Büyük edebiyatçıların aşkları hep büyük olmuştur. Bizim topraklarda benim ilk aklıma gelenler Nazım ile Piraye, Turgut Uyar ile Tomris Uyar, Bedri Rahmi Eyüboğlu’nun “karadutum, çatal karam, çingenem” yani Mari Gerekmezyan’ı ve tabii ki Özdemir Asaf’ın Laviniası’da unutmamak lazım. Bizim topraklardan dışarı çıktığımda ise aşka ve sevgiye dair bana çok şey öğreten Kafka ile Milena’nın aşkıdır. Bu aşk o kadar etkileyicidir ki aralarındaki kilometrelerce mesafeye rağmen yaşadıkları aşkı, birbirlerine olan inançlarını ve aralarındaki mucizevi sevgiyi “Milena’ya Mektuplar” kitabını okurken hissedebilirsiniz.

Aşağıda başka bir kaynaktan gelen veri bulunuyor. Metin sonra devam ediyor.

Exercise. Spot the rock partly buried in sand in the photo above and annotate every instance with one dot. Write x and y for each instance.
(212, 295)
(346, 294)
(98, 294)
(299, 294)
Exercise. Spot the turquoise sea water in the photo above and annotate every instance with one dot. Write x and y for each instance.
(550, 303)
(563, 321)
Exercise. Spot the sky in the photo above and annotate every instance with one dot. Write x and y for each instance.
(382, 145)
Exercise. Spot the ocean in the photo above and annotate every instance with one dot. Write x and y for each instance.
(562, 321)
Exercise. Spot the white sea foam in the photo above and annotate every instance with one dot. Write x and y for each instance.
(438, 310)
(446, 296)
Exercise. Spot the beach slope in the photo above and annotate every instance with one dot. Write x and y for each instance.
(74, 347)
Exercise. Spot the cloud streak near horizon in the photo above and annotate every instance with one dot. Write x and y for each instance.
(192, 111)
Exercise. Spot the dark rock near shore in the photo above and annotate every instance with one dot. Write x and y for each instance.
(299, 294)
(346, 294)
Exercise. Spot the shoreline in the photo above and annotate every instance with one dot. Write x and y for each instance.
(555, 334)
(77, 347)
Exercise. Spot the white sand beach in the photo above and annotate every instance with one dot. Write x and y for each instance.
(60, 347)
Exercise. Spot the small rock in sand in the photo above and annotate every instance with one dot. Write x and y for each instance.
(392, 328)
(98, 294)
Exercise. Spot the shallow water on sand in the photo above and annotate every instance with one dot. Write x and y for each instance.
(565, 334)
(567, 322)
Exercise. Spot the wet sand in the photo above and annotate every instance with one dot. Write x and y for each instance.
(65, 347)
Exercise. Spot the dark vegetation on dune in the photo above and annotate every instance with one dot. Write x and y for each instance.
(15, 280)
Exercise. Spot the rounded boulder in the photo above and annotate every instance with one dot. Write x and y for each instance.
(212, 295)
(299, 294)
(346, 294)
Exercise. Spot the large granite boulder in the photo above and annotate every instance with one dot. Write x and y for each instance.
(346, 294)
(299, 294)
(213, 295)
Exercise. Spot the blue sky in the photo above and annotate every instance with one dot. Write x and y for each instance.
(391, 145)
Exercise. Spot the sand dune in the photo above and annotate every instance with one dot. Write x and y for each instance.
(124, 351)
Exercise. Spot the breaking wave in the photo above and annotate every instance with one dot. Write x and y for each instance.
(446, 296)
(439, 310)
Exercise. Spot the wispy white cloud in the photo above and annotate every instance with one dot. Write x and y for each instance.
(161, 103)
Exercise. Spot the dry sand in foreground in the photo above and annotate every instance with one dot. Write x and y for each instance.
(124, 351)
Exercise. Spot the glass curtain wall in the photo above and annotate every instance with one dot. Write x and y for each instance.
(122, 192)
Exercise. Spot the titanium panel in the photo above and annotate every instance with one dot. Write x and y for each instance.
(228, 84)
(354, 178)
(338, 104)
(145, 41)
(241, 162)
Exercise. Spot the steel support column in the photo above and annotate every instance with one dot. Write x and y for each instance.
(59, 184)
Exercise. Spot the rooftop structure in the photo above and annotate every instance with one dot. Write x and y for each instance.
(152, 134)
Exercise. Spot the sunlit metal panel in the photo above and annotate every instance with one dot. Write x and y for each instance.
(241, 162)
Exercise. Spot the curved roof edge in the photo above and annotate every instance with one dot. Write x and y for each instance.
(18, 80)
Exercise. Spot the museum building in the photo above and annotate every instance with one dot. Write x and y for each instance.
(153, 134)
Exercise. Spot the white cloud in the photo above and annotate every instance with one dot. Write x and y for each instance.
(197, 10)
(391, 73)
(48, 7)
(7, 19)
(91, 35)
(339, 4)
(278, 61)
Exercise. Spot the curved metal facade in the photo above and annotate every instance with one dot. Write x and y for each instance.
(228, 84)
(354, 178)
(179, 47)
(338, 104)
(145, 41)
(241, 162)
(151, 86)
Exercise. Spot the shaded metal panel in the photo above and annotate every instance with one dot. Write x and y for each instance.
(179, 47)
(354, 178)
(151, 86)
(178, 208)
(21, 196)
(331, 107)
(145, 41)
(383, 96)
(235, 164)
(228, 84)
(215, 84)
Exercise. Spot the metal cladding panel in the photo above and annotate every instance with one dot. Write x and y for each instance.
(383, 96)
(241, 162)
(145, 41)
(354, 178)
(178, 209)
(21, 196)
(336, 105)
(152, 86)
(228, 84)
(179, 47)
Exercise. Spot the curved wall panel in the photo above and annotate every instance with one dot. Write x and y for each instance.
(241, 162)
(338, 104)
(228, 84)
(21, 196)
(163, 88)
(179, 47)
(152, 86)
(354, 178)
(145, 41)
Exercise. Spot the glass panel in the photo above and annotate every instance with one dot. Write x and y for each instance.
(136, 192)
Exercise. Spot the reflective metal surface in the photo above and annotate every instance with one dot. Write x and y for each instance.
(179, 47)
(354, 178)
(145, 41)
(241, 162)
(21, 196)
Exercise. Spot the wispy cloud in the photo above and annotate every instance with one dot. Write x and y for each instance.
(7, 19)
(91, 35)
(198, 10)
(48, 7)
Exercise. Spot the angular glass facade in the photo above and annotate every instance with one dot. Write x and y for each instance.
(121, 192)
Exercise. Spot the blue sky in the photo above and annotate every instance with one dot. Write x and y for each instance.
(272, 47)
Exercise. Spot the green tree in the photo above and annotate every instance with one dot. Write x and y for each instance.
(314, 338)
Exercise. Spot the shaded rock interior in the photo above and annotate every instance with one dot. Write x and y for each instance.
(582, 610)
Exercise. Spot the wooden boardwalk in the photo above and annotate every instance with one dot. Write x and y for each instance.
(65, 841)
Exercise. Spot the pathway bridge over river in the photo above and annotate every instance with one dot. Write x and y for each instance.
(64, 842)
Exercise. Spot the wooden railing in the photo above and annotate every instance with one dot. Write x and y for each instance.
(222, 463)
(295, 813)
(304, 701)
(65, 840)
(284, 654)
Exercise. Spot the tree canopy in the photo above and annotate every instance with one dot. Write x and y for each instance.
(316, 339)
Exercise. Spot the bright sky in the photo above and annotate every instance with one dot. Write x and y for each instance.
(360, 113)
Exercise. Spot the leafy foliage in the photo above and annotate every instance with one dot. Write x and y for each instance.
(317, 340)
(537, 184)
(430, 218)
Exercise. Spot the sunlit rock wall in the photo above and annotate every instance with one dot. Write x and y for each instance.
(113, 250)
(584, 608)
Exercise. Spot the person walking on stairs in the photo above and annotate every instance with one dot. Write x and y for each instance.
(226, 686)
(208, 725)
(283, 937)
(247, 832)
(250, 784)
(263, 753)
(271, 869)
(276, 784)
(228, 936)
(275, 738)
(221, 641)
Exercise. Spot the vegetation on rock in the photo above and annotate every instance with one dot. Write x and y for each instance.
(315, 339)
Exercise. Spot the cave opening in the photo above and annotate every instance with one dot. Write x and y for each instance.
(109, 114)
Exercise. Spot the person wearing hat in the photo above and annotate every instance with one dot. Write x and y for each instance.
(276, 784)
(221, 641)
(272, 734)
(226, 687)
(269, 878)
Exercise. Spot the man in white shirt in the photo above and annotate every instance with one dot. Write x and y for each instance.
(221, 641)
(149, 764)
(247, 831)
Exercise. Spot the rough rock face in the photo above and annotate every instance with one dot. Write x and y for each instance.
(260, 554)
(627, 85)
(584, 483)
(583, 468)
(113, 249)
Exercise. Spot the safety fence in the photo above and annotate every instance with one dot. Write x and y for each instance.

Büyük aşklar için bazen mesafelerin hiçbir önemi yoktur diyerek yazıya klişe bir cümleyle devam edelim ama gerçekten de onların aşkı “göz görmese de gönül unutmaz” misali bir aşktır. Fiziksel beraberlikten uzak, yalnızca birbirlerine yazdıkları mektuplarda yaşanmış bir aşk. Ve o mektuplar öyle mektuplardır ki dünya edebiyat tarihine damgasını vurmuş Franz Kafka ve Milena Jesenska aşkına dönüşmüştür.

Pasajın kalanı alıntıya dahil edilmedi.